I was deep into a sharp but fair review of Stanley P. Hirshon's biography Patton: A Soldier's Life before I noted that it was written by Victor Davis Hanson. Considering that Hanson has praised Patton in extravagant terms in his own work, I thought his criticisms were remarkably nuanced. He praises Hirshon's mastery of the Patton archives, and says that the book will be a "valuable storehouse" for future students of Patton. But that's about all the good things he can say. Essentially he charges Hirshon for neglecting the fact that Patton was a soldier.

Yet the deepest problem with A Soldier's Life is that it really is not a soldier's life. One could make the argument that on key occasions—the approach to Brest, the closing of the Falaise Gap, the crossing of the Seine River, the August race to the Siegfried Line, the initial desire to go much deeper to the rear of the Bulge, and the decision to stop before Prague—thousands of lives might have been saved had superiors ceded to Patton's judgment. Such controversial and monumental decisions affected an entire theater; yet they warrant only a few pages in Hirshson's account and are overshadowed by stories of Patton's purported liaisons, insensitive language, and blinkered class biases. In lieu of in-depth military analysis, we get a few extended quotations from Chester Wilmot, B.H. Liddell Hart, and S.L.A. Marshall—none of whom is known for consistency, fairness, or sympathy to Patton.

This could be taken out of an academic paper of Hanson's I remember, in which he charges military historians of recent times of neglecting the grind and plod of battle as the primary means to understand the soldiers or commanders whom they purport to chronicle. After all, the only reason Hirshon decided to study Patton was because he was a famous general. (I should add, by the way, that Hanson doesn't deny Patton's liasons, language, or class biases.

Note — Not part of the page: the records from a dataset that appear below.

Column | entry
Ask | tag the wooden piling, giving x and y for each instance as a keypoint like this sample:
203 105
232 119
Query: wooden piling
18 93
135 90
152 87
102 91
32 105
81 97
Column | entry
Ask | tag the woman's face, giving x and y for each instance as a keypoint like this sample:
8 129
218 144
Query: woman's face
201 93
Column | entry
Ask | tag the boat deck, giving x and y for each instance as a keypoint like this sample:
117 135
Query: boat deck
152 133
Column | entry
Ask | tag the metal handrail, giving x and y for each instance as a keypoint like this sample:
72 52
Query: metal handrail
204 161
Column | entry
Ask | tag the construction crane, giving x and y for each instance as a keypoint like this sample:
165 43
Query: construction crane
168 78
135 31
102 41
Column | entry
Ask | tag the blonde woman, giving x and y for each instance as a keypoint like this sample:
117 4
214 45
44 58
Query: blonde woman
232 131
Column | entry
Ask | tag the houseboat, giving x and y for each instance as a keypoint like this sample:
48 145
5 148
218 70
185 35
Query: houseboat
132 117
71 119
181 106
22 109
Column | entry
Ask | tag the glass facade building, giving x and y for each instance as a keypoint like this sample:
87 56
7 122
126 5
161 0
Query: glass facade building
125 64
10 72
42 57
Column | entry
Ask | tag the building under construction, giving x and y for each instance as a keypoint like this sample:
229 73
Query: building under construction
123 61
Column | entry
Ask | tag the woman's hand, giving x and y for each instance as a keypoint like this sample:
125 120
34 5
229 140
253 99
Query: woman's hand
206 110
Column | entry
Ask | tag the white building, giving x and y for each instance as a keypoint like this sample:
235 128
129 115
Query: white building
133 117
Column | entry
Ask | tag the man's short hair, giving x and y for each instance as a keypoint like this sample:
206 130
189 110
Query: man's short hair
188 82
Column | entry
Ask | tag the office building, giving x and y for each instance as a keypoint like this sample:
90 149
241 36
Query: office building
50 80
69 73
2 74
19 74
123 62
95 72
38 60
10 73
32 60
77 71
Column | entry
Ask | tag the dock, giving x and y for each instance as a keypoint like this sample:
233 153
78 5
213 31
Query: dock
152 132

As for Patton's racism and classism, he seems to be pretty well described by Alistair Cooke's description of H.L. Mencken: "He disliked all sorts of groups on principle, but was prepared to put aside all prejudices when meeting with an individual." Something like that.)

I thought of Patton when reading a little comment on Strategypage.com about the Pakistani offensive into the border regions. By assaulting al Quaeda, the Pakistani's have forced them to use their radios and satellite phones; combat and movement forces them to use insecure means of communication. This means they can be tracked, that signals intelligence can be picked up from their conversations and reports, and that cell phone calls to terrorist cells in Pakistani can be walked back to those terrorist cells. Things happen when you press hard in an offensive, and Patton of course knew this well. It was the "Soldier's General" who believed in slow, cautious, frontal assaults...which, oddly enough, means that he lost more men.